Derrière notre zéro devenu héros, suit un cortège d'imbéciles ne sachant trop que faire de tous ces costumes et de toutes ces armes. Monsieur Bumblesmith et Zaza Veralda ont d'ailleurs confié leurs équipements à l'assistant de Bumblesmith, Jon, qui tente tant bien que mal de garder son équilibre. Julio Fremeda, quant à lui, s'amuse à imiter Jon, tout en dégoulinant de tous ses orifices; étrangement, à la base de ses cheveux noirs se trouve une repousse blonde.
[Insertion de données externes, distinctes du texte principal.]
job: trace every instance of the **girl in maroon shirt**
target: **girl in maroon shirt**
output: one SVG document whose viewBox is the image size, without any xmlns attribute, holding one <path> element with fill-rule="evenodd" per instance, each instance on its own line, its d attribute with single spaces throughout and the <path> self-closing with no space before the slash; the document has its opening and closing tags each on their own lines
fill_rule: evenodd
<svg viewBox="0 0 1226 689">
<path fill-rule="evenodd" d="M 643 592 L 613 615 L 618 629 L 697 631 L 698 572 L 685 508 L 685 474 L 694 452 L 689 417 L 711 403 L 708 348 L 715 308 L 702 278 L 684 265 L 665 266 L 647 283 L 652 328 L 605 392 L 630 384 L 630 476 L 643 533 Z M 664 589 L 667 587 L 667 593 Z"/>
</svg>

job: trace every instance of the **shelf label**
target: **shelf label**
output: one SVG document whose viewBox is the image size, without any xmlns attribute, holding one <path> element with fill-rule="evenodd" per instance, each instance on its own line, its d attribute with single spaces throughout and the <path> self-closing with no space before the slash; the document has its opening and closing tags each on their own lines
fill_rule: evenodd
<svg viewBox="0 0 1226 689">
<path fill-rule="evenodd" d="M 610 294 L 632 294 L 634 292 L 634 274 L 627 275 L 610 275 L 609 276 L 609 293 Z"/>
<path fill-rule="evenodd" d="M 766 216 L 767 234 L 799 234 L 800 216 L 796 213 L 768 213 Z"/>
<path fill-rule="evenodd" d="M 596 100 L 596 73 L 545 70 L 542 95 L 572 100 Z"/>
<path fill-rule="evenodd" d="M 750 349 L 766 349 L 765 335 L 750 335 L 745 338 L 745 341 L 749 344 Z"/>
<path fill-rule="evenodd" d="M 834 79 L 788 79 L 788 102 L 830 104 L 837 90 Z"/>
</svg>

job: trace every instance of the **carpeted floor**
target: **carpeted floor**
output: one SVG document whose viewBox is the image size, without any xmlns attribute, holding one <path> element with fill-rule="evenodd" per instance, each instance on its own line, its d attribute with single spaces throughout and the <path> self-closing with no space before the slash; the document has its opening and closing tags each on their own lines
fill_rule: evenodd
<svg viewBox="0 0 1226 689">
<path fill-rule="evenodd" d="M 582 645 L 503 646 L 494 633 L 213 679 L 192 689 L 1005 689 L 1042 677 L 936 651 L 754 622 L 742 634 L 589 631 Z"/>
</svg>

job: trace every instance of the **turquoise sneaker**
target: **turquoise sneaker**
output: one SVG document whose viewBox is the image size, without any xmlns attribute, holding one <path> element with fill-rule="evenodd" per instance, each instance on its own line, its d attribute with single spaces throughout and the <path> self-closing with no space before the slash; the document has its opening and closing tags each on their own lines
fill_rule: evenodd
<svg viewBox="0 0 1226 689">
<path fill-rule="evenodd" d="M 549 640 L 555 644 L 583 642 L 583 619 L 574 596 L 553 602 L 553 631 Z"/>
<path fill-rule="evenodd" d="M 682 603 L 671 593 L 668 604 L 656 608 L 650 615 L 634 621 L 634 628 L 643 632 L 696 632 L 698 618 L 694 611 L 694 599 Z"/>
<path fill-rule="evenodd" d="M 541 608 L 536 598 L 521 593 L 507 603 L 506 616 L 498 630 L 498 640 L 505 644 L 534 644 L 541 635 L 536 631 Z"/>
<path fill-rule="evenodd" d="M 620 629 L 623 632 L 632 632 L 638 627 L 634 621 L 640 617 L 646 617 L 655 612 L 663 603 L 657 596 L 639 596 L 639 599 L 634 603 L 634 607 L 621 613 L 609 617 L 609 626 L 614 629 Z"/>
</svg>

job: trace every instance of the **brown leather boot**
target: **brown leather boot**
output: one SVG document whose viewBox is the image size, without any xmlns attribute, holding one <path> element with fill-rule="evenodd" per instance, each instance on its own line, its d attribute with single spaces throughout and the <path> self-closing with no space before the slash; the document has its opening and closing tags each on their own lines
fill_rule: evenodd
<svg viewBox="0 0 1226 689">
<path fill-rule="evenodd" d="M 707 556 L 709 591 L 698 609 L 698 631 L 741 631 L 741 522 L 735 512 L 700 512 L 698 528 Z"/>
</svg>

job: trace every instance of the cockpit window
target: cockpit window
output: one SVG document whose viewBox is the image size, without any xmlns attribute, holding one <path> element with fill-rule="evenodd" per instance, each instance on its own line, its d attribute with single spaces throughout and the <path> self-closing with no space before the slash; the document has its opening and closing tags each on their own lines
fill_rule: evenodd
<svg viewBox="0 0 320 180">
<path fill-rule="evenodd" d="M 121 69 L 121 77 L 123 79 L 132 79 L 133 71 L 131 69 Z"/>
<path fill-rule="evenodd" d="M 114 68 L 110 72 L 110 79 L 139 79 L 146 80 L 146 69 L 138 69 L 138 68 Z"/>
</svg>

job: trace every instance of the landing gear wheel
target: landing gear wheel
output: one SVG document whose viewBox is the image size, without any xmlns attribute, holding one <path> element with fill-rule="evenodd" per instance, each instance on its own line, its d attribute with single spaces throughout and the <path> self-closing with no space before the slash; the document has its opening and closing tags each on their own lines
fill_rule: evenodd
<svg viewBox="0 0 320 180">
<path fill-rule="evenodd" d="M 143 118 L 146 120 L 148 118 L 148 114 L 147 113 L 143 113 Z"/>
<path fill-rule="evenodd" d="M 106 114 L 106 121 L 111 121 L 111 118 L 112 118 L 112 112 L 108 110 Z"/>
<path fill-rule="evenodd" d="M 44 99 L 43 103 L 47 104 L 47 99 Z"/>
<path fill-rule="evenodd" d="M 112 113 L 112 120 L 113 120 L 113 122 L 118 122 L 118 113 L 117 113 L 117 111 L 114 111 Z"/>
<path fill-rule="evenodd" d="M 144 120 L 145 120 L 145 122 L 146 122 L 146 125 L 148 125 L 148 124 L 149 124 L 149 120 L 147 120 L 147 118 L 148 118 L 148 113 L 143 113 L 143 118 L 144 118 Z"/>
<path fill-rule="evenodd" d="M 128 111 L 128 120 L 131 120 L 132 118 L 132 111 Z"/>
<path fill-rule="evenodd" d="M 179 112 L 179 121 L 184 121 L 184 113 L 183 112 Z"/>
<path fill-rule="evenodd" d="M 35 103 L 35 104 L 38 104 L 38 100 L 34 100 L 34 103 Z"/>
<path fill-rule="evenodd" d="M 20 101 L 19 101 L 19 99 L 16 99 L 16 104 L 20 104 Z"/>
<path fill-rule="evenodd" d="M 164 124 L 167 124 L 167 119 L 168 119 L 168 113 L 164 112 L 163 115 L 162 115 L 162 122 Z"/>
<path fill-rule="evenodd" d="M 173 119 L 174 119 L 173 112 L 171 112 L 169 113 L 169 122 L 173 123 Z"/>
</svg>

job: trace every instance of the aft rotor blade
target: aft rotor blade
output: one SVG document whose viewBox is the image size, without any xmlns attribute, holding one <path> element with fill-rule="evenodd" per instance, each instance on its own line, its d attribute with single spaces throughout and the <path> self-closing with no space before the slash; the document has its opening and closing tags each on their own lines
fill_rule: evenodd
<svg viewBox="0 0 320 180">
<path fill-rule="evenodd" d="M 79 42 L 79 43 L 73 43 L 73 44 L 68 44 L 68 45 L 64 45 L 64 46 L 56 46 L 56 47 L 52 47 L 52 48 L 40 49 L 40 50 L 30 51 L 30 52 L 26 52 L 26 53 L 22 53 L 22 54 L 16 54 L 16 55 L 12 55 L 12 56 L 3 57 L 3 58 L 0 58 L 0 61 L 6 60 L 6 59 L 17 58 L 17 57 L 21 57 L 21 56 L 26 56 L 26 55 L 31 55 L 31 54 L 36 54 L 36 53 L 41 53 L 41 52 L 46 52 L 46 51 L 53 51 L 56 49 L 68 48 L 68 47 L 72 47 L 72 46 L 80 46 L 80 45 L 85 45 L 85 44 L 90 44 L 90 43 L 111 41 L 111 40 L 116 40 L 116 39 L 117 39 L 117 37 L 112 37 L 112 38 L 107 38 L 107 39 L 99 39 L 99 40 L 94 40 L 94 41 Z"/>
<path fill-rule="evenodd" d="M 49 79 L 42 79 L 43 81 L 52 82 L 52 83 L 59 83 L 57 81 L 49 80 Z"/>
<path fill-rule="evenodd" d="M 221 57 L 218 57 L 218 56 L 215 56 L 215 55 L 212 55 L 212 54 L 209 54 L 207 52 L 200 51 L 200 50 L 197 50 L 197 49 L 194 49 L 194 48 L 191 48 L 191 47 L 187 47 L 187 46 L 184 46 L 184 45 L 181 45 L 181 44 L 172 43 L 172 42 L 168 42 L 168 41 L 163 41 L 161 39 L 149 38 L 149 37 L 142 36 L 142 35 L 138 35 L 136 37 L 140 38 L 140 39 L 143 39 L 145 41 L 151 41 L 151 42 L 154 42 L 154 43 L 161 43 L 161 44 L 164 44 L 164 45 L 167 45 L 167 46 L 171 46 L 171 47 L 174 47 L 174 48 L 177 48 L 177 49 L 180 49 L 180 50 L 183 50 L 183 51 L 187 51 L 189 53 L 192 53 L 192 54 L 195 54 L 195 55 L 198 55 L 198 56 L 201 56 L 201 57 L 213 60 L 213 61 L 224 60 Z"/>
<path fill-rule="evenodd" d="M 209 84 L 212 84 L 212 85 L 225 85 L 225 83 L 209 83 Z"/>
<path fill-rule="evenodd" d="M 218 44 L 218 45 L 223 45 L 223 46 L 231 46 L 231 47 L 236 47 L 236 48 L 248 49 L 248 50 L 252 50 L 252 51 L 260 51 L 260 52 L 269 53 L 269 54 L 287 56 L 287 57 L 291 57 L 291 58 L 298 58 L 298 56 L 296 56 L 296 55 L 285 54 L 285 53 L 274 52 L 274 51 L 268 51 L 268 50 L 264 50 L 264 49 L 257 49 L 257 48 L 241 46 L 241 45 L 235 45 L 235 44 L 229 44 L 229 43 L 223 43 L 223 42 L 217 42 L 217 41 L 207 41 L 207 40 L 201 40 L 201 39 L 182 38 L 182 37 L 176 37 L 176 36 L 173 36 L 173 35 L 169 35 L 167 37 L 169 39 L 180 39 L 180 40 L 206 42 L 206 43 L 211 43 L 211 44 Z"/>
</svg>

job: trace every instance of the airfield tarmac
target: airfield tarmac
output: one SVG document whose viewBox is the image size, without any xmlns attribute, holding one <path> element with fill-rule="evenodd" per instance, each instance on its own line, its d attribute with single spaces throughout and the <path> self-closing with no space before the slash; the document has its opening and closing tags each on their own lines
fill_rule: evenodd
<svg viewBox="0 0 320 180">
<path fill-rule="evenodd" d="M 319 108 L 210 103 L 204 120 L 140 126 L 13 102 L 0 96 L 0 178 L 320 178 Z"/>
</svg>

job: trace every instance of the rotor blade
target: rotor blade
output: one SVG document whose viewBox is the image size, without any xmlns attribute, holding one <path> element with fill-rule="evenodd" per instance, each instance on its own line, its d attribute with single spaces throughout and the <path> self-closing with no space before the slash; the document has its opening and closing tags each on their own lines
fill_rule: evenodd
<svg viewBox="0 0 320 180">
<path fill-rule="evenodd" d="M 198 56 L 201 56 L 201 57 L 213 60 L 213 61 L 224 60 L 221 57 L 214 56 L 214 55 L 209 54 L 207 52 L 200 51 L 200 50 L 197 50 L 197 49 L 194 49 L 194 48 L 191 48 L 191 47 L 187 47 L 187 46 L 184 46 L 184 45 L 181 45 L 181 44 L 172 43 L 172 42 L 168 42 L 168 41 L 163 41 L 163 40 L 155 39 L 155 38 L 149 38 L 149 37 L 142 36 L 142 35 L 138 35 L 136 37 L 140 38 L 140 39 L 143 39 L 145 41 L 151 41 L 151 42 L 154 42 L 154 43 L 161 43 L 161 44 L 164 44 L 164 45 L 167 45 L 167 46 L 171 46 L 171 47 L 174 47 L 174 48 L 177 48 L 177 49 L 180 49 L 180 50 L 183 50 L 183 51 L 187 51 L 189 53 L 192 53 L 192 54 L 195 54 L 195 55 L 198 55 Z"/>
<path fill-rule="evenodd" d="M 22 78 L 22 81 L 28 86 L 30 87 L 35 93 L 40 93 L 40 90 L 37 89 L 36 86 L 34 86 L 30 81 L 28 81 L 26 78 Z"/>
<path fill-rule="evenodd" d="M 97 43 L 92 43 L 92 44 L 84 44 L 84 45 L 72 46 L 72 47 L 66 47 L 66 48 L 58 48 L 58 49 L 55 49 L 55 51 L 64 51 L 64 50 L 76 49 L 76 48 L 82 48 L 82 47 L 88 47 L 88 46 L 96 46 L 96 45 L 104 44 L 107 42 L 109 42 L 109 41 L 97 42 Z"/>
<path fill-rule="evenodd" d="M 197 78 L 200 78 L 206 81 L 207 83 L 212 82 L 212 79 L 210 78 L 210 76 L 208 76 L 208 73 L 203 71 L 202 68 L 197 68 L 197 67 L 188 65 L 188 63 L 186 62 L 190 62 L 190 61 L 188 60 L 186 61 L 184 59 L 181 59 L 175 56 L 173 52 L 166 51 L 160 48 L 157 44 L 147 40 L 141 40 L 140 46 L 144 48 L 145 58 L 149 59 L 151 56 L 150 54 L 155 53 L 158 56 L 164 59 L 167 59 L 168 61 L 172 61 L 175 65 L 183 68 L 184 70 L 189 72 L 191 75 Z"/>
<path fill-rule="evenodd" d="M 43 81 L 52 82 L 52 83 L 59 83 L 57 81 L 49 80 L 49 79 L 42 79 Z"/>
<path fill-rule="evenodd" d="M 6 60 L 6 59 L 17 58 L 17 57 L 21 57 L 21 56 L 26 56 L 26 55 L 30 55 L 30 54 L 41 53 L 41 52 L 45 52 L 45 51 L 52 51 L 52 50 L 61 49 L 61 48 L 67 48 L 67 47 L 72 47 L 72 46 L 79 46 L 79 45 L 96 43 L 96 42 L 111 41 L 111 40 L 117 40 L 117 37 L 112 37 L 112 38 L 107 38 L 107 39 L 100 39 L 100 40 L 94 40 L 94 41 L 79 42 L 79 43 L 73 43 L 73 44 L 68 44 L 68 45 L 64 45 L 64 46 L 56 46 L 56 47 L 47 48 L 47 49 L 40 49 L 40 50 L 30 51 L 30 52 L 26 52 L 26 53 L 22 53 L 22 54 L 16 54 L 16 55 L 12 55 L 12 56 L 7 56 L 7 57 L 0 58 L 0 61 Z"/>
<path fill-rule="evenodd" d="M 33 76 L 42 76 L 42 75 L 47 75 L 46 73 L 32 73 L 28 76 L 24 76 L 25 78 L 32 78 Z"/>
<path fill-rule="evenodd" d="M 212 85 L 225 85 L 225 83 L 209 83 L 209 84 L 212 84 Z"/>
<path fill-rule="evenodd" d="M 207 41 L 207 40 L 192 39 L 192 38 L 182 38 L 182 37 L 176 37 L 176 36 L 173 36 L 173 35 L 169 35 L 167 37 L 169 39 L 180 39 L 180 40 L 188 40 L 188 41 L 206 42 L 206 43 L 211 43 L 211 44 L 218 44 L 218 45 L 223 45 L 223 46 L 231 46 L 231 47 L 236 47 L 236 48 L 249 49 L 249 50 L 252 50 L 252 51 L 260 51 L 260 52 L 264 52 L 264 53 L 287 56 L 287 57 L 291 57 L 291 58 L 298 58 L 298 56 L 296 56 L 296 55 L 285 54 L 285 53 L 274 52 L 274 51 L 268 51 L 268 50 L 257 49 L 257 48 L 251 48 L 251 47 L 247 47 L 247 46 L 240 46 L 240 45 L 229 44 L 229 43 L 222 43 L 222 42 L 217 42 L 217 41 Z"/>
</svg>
L'infirmière de Shortarm Pills Inc. suit loin derrière, et regarde nerveusement aux alentours...
Greg Widebouche: "Allez, tout le monde! Il faut garder la cadence, si nous voulons buter ces chiens et sauver le monde!"
Zaza Veralda: "J'ai mal aux pieds!"
M. Bumblesmith: "Jon, pouvez-vous aider ma pauvre rhubarbe d'amour?"
Jon: "Aidez-la vous-même! Vous ne voyez pas que j'en ai déjà plein les bras?"
M. Bumblesmith: "Sachez, jeune homme, que vous êtes privilégié d'être au service d'un homme d'affaires comme moi, qui fait d'aussi importantes affaires! Vous devriez être heureux de m'obéir au doigt, au pied et à l'oeil!"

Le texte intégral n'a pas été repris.